The boys are still attending madrassah after school for two hours, but Little Lady is not going as her teacher has just had a baby. I am trying to teach at her home, but we are missing days and I am anxious that she doesn’t lose any of the wonderful progress she has made. The fact that she does not have to go, means that Little Man plays up daily, with cries of “it’s not fair” which we can explain away, and “I feel sick” which we can’t. So every day they are late because we are trying to work out if he is actually ill/dizzy/has a headache/stomach ache as he says or he is faking. The real issue for me is that he hates madrassah so much that he tries so hard to get out of it every day. I desperately want my children to love Islam and to love to the Quran, I don’t think this is impossible, but it requires something different from the usual approach we employ in teaching our children. So I have asked hubby to sit in for one session and see if he can identify what is going wrong. Otherwise the next option is for me to teach them all at home. I have studied tajweed, so I am confident I could teach them up to Quran, but I was keen to get them all memorise (do hifz of) as much of the Quran as possible, I don’t feel qualified to instruct them in this. Maybe more learning required for me? Insh’Allah one step at a time, but I have no idea how I will fit this in (maybe I need to start running at night after everyone is asleep and all my chores are done? With all the drug-dealers and prostitutes that hang out outside our home...no thanks).

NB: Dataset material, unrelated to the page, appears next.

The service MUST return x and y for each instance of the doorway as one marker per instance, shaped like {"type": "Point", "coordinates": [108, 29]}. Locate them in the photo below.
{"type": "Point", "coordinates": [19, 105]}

Work is interesting and I am enjoying what I do. I work half the week with my team and half the week with a team that is preparing our organisation for the impact of the Olympics. This means I am between teams with different cultures and working styles and have to adjust to both. The work has gotten me far out of my comfort zone as in the last two years I have done nothing I am experienced in, only new things which I have picked up as I go along. An amazing learning curve, but I realise it has eroded my confidence over time, because confidence comes from expertise and knowledge on a subject and although I am learning all of the time, it's always just enough to do something new.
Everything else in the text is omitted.